Mace was quiet a moment. “Apparently those bounty hunters who were after you have gone on the run. Fucking Jak let them get away, and now they’ve cleared out.”
Arianna perked up a bit. Mace rarely shared information with her… unless there was a need for her to know. And even Jak hadn’t told her about finding the bounty hunters.
She edged up on her elbows to look at Mace. “Are they gone for good?”
He frowned like it was a puzzle his alcohol-fogged brain couldn’t quite put together. “I guess. They’re probably not stupid enough to try hitting the same wolves twice.”
“So… what does that mean? For school, I mean?” She knew better than to straight-out beg to
go. She needed desperately to talk to Jak, to convince him this was crazy, his idea of killing Mace to free her… but there was no way she would be able to leave the house again if Mace thought she was still in danger. He didn’t love her, not the way an alpha should love his mate, but she knew the last thing he wanted was to lose her. She was too important to his position in the pack. But she had to let him think going back to school was his idea.
His frown grew deeper. “The old man thinks you should go back.”
“What do you think?”
“I think it’s a fucking stupid idea.” He turned to her, taking her cheek in his hand. It wasn’t entirely rough, but it was firm. “And if anyone tries to take you from me again, I won’t let them slip away into the dark like cockroaches. I will crush them.”
She nodded her head. The movement wasn’t much since he had such a grip on her, but her heart was thudding in her chest. Her wolf was responding to his alphaness, whining and tucking her tail, but Arianna knew Mace wasn’t protecting her… he was protecting his position in the pack. She had no doubt he would hunt down and kill Jak if he took her away.
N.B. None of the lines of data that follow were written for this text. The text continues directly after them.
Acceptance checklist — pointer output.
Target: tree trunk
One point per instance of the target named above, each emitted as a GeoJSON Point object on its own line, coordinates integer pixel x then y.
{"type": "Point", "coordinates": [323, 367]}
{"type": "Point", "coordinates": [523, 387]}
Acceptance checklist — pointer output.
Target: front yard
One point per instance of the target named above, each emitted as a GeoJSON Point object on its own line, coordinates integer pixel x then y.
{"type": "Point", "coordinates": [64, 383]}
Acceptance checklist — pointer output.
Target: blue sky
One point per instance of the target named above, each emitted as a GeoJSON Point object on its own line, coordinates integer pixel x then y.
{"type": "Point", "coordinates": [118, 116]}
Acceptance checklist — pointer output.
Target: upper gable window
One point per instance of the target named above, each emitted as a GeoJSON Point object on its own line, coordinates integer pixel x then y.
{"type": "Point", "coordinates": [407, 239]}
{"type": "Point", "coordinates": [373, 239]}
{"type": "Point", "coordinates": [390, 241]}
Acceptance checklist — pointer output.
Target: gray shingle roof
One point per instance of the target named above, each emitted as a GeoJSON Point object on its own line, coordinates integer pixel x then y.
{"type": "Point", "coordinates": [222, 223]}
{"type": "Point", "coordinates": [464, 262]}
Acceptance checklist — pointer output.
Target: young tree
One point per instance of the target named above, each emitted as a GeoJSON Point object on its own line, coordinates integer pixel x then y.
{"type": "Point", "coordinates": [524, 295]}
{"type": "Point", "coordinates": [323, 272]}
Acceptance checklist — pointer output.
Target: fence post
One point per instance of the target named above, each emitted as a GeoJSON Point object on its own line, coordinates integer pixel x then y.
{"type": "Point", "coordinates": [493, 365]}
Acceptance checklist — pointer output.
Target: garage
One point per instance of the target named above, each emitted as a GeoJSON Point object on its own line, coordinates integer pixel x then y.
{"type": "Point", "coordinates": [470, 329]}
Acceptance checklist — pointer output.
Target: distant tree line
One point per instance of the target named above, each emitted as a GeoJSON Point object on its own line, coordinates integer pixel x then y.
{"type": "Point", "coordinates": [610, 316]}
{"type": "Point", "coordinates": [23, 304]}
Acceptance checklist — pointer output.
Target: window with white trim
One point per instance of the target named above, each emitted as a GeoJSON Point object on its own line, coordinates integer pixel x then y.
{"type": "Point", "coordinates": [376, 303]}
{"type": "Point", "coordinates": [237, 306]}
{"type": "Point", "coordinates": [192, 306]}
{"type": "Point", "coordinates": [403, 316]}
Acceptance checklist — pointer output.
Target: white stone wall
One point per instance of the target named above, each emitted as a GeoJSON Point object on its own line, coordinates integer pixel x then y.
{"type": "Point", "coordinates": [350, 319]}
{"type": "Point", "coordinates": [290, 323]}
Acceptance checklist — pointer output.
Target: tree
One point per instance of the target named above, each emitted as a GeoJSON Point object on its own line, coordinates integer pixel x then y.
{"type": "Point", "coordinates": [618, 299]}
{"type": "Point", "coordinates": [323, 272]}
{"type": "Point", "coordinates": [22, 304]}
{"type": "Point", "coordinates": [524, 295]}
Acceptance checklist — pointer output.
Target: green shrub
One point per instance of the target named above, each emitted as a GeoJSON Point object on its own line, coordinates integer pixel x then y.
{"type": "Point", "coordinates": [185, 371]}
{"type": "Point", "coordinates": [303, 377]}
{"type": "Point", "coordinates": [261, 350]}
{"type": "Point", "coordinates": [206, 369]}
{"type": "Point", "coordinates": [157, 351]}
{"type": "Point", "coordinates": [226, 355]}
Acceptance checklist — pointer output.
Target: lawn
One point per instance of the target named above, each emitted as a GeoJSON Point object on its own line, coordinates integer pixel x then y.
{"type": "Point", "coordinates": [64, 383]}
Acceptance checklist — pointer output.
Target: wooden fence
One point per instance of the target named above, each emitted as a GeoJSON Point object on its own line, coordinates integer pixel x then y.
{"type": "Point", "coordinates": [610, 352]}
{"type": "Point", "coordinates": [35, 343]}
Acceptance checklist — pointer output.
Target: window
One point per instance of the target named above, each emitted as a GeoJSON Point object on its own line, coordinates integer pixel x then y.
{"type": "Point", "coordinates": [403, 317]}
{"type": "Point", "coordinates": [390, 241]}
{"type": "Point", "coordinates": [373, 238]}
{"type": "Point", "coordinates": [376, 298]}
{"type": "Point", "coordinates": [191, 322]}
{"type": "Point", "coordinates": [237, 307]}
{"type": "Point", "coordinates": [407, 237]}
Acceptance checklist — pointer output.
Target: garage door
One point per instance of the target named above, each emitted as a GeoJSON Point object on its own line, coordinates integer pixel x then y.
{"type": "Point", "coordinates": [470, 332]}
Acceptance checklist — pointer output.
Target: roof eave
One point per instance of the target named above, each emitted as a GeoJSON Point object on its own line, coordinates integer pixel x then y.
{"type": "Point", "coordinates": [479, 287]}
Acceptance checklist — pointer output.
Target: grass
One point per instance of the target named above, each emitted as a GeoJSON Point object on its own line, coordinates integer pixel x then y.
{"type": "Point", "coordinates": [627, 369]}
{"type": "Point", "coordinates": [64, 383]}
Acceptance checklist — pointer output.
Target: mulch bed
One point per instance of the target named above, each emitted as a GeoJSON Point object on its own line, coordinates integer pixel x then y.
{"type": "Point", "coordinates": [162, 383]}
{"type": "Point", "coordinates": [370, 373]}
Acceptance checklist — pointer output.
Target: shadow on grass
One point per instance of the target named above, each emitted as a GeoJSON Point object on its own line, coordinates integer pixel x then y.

Mace was staring into her eyes, licking his lips.
“Those hunters wouldn’t stand a chance against you,” Arianna whispered, and it had the effect she hoped, flattering Mace’s ego.
“Damn straight.” He was eyeing her lips. She could smell the scotch on his breath.
She wasn’t sure what he intended, but she wanted to take advantage of this moment, this brief period when he seemed softer than normal. Maybe it was her sickness or the scotch… or the close-call, almost losing her to the bounty hunters. She didn’t know.
“Maybe I should go back,” she said softly. “I don’t want to get behind in my classes. I want to make you look good, Mace.”
He nodded, absently, his eyelids drooping. He was tired. Maybe that was it. “I’m going with you this time. And I’m bringing Beck, not Alric. I want no fuckups with this.”